One of the most famous aspects of the island is the remarkable black sand that covers the beaches. Unlike the white or golden sand typically found on tropical vacation destination hot spots, the black sands are a unique and stunning attraction for tourists from around the world. The reason for this jet black sand is the volcanic origins of the island. This is one of the most surprising Tahiti facts, the entire island sits atop two volcanoes! Because of the location along the Pacific Rim, the smaller islands near Tahiti occasionally have earthquakes and some of the smaller islands off the coast of Tahiti are still considered active volcanoes. Some of the surprising risks are tsunamis, cyclones and hurricanes. Because of the Pacific Rim, distant earthquakes in places like Chile can cause the occasional tsunami and the location of the island in the middle of the ocean can put it at risk for an occasional cyclone or hurricane, some of the Tahiti facts to keep in mind when planning the dates of your vacation. 

One of the many Tahiti facts to know when planning to visit the island is that there is only one international airport on the island and service from the United States is usually via Los Angeles California. The Faa’a International Airport is actually the only international airport for the whole of the French Polynesian islands. Located just 3 miles from the country’s capital, Papeete, it is a convenient location for those venturing to Tahiti, but travel from there to the other popular islands can sometimes take a lot of time, involving ferries and boats that run between the island of Tahiti and other locations such as Bora Bora and Mo’orea.

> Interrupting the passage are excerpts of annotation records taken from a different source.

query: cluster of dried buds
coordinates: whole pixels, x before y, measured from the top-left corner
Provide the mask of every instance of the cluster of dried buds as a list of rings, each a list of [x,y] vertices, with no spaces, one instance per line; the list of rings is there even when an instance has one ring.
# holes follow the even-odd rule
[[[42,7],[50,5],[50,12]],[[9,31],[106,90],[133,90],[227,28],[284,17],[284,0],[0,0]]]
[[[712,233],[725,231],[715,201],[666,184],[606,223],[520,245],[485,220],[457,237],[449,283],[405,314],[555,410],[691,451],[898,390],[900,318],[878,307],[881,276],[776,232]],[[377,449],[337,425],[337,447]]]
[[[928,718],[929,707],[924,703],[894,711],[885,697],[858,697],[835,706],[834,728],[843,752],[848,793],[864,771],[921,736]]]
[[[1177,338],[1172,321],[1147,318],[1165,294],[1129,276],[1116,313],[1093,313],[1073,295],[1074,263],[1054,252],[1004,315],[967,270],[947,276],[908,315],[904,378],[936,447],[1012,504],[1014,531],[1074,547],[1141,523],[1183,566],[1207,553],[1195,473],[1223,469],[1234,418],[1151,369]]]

Whether you are traveling to Tahiti to get to the other islands of the French Polynesia or if this island paradise is your sole destination, you will find yourself in a magical and remarkable land filled with lush jungles, breathtaking ocean views and some of the most astounding culture and history in the world. This unique and remote island is home to stunning black sand beaches and beautiful waterfalls, but the people are what make this location a once in a lifetime experience for anyone traveling there. When planning your adventure to this French Polynesian island, be sure to read up on all the Tahiti facts so you have a deeper understanding and appreciation for just how precious and unique this area is!